Longo mencionou os momentos da história em que se procurou estabelecer uma democracia no país, com resultados efêmeros. Uma luta que continua, principalmente porque a democracia não pode ser apenas política, mas também social, de acesso pleno de direitos a todos os cidadãos. Ele ainda lembrou o juiz eleitoral Cassiano Marcondes Rangel, que tentou furar a imposição dos antidemocratas, concedendo o registro de sua candidatura, mesmo tendo recebido o dossiê do DOPS, medida que pouco adiantou diante do golpe militar. “A Câmara também foi solidária e muitos trabalharam para que eu saísse em liberdade e continuasse lutando em meu partido para reunir forças para a luta contra a ditadura”, disse, referindo-se às providências tomadas pela Mesa da Câmara para que Longo saísse de cabeça erguida, garantindo a liberdade, ainda que na clandestinidade. “Este evento é simbólico pela afirmação democrática da Câmara, mas também na reafirmação de um Brasil realmente democrático para todos os brasileiros”, concluiu.
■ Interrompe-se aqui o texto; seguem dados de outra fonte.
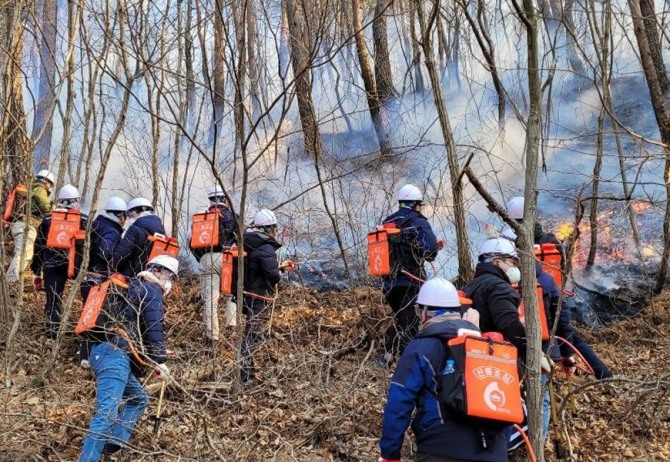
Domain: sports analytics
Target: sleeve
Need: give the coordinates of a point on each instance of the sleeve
(124, 250)
(41, 201)
(404, 390)
(269, 264)
(565, 330)
(40, 244)
(109, 239)
(505, 317)
(152, 314)
(426, 239)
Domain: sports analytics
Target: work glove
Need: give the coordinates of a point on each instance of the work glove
(288, 265)
(161, 372)
(569, 365)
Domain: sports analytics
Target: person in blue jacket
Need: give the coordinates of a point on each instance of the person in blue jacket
(119, 356)
(439, 436)
(50, 265)
(132, 252)
(417, 245)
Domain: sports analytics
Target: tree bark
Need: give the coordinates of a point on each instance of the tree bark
(300, 58)
(374, 104)
(648, 12)
(528, 16)
(46, 97)
(465, 266)
(383, 73)
(219, 75)
(663, 121)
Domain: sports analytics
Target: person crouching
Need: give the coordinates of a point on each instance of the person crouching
(440, 437)
(117, 361)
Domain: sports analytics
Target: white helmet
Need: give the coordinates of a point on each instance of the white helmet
(68, 192)
(509, 234)
(139, 202)
(409, 193)
(46, 175)
(265, 217)
(438, 292)
(115, 204)
(498, 247)
(215, 192)
(515, 207)
(167, 262)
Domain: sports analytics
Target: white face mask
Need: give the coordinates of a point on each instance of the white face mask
(514, 274)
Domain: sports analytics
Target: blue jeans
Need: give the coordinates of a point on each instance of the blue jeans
(114, 383)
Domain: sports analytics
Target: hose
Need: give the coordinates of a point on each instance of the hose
(531, 454)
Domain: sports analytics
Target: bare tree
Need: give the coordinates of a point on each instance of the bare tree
(465, 266)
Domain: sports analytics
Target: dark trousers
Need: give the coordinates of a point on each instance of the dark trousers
(600, 370)
(406, 325)
(54, 284)
(428, 458)
(257, 313)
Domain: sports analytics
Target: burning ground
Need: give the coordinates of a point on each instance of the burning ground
(319, 397)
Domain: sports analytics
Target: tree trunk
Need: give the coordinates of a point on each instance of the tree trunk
(487, 46)
(533, 134)
(663, 121)
(465, 266)
(374, 104)
(383, 73)
(46, 97)
(219, 77)
(655, 46)
(252, 63)
(419, 86)
(300, 57)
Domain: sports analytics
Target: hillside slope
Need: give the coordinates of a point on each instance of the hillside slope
(319, 396)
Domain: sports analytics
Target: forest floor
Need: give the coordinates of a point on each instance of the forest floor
(318, 396)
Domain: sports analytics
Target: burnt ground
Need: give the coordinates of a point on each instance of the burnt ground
(319, 396)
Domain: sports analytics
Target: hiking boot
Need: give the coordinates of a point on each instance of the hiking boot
(384, 361)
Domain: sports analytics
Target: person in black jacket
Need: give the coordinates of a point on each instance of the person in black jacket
(52, 263)
(210, 259)
(117, 364)
(417, 245)
(492, 293)
(131, 254)
(260, 281)
(106, 232)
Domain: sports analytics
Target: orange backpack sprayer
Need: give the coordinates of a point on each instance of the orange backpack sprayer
(96, 312)
(11, 209)
(486, 385)
(205, 230)
(63, 228)
(163, 245)
(380, 258)
(550, 258)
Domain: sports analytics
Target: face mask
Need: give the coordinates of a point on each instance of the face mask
(514, 274)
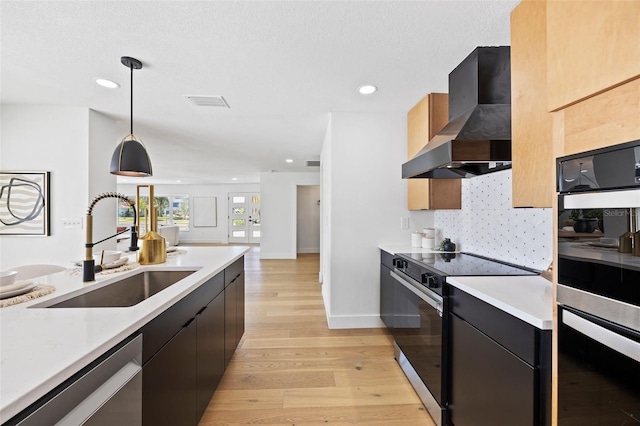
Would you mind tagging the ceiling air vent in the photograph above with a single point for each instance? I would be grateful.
(217, 101)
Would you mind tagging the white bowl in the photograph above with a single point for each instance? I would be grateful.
(7, 278)
(110, 256)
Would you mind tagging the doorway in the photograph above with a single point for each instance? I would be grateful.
(308, 219)
(244, 217)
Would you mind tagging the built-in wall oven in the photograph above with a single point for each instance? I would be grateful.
(598, 291)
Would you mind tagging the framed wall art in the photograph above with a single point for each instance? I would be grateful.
(24, 203)
(205, 212)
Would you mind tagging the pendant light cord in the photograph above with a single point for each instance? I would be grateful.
(131, 99)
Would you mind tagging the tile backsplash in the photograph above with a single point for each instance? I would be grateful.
(487, 224)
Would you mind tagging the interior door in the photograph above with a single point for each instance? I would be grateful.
(244, 217)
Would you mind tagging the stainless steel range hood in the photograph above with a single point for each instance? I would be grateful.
(477, 139)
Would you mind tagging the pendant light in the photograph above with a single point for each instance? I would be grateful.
(130, 157)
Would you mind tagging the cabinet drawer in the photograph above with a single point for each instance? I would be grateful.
(232, 271)
(512, 333)
(489, 385)
(162, 328)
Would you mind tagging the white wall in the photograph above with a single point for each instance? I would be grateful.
(70, 143)
(215, 234)
(279, 212)
(308, 229)
(364, 198)
(103, 140)
(489, 226)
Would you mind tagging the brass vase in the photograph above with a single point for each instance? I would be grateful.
(153, 248)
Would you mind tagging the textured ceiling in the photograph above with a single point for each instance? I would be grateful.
(283, 67)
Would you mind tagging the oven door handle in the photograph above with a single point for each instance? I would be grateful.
(600, 334)
(429, 296)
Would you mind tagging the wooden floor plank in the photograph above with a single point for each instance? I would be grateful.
(291, 369)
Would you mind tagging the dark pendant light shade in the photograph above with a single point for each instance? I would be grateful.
(130, 157)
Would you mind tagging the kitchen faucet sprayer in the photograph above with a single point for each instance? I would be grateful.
(88, 264)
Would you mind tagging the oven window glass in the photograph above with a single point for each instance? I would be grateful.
(605, 279)
(597, 386)
(418, 333)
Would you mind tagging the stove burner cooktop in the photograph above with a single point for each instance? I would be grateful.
(465, 264)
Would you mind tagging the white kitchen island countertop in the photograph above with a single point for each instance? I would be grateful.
(40, 347)
(528, 298)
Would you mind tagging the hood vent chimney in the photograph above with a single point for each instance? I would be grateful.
(477, 139)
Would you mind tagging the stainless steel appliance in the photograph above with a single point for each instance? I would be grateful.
(108, 392)
(419, 315)
(598, 291)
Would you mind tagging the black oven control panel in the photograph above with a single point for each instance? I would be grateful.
(420, 274)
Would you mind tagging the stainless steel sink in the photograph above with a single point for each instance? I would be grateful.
(126, 292)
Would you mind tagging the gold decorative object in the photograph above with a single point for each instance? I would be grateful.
(153, 248)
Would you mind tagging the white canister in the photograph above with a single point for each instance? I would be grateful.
(429, 232)
(429, 258)
(427, 242)
(416, 239)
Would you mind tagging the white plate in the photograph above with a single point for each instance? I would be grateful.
(25, 289)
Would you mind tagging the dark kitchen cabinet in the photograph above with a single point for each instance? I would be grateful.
(185, 349)
(230, 321)
(210, 351)
(500, 366)
(387, 289)
(234, 307)
(169, 382)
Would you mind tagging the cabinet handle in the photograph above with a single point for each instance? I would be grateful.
(600, 334)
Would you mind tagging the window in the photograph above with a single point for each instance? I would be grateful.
(172, 210)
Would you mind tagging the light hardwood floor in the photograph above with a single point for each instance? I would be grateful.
(291, 369)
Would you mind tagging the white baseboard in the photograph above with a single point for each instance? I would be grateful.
(264, 255)
(354, 321)
(309, 250)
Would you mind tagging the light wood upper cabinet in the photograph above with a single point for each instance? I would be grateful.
(424, 121)
(533, 162)
(592, 46)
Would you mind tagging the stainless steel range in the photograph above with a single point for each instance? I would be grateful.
(418, 316)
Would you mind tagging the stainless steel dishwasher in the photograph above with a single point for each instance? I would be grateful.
(108, 392)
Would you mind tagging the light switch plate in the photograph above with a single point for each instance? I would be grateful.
(72, 223)
(404, 223)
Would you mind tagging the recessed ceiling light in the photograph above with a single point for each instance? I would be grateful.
(367, 89)
(107, 83)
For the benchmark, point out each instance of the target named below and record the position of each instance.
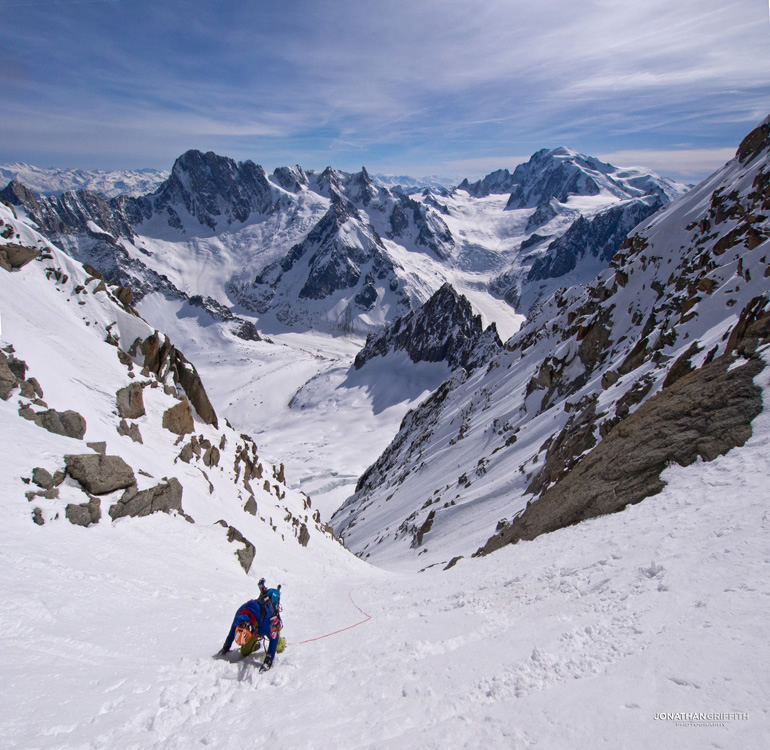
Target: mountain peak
(444, 329)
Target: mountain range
(536, 405)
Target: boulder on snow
(130, 430)
(14, 257)
(130, 401)
(178, 419)
(84, 514)
(68, 423)
(162, 359)
(246, 555)
(42, 478)
(99, 474)
(705, 413)
(163, 498)
(8, 381)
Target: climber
(255, 619)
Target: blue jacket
(259, 613)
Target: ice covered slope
(104, 418)
(110, 184)
(637, 630)
(644, 628)
(687, 289)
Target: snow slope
(107, 183)
(484, 446)
(597, 635)
(600, 634)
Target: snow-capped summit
(562, 172)
(215, 190)
(649, 363)
(500, 181)
(444, 329)
(108, 184)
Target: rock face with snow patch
(163, 498)
(703, 415)
(100, 475)
(599, 389)
(444, 329)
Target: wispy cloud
(435, 82)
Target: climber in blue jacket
(255, 618)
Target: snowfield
(586, 637)
(642, 629)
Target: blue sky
(455, 88)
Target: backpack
(274, 595)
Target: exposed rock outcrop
(178, 419)
(130, 401)
(14, 257)
(68, 423)
(99, 474)
(163, 498)
(162, 359)
(444, 329)
(84, 514)
(246, 555)
(703, 414)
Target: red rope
(341, 630)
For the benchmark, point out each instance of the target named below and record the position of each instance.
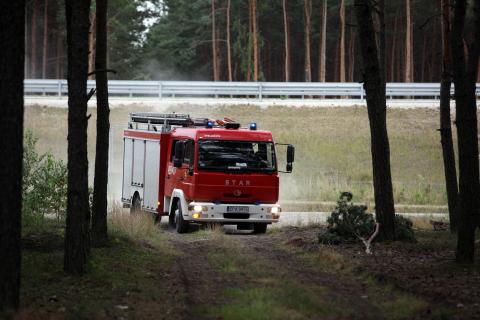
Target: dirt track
(212, 264)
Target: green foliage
(403, 229)
(44, 189)
(349, 221)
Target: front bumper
(219, 213)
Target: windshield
(221, 155)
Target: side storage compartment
(152, 175)
(127, 169)
(138, 163)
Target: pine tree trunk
(464, 75)
(99, 207)
(229, 48)
(351, 55)
(219, 56)
(393, 60)
(45, 41)
(408, 42)
(322, 42)
(255, 40)
(424, 60)
(445, 119)
(287, 41)
(381, 40)
(78, 212)
(307, 8)
(91, 44)
(341, 43)
(214, 43)
(376, 104)
(12, 59)
(33, 49)
(250, 42)
(59, 62)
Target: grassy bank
(332, 147)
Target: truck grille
(236, 215)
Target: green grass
(332, 147)
(122, 279)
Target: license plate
(237, 209)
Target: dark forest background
(176, 40)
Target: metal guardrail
(257, 90)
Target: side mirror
(179, 153)
(290, 157)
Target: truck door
(182, 178)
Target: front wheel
(180, 223)
(136, 206)
(259, 228)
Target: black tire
(171, 218)
(259, 228)
(180, 224)
(136, 206)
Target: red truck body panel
(209, 186)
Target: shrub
(44, 189)
(350, 222)
(347, 222)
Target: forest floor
(151, 272)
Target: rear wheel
(180, 224)
(259, 228)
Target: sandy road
(280, 275)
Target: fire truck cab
(201, 171)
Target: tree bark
(91, 44)
(45, 41)
(59, 62)
(322, 42)
(287, 41)
(376, 104)
(408, 42)
(229, 45)
(307, 9)
(214, 44)
(12, 59)
(255, 40)
(33, 49)
(99, 207)
(393, 55)
(341, 43)
(351, 55)
(464, 76)
(381, 40)
(445, 118)
(78, 211)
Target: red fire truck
(201, 171)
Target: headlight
(275, 210)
O tempo da solenidade foi pouco para tentar resgatar o eventual heroísmo de tantos idealistas, que certamente chegaram à eleição por terem sido capazes de se destacar na multidão, porque foram autores de algum gesto singular, apto a ganhar o voto de milhares de paulistanos. Outros recursos são necessários para registrar quem foram essas pessoas, para além da retórica sobre a democracia proferida naquela noite.
A maioria dos vereadores cassados que não foram identificados nem localizadas suas famílias eram os comunistas de 1947. Gente simples da classe operária paulistana, que naqueles anos de recente volta da democracia foram capazes da missão épica que é disputar uma eleição e ganhá-la na cidade com a burguesia mais poderosa do país. Vários deles continuam desaparecidos na poeira das ditaduras que se seguiram, sem a sorte de Pastrelli, perseguidos em tudo que tentaram, marcados pela eleição que disputaram como comunistas.
Poderíamos ter registrado, hoje, os atos de cada um desses comunistas nas atas da Câmara de São Paulo. Em vez disso, resta-nos o metal gravado com as letras de seus nomes. Um placa durável e luminosa, pendurada num enorme salão, por onde passarão milhares de transeuntes todos os dias, provavelmente sem saber que ali estão aqueles que a cidade escolheu e, muito rapidamente, precisou esquecer. Pessoas que, elas mesmas, simbolizam a memória brasileira constantemente violada pelas arbitrariedades do poder ilegítimo.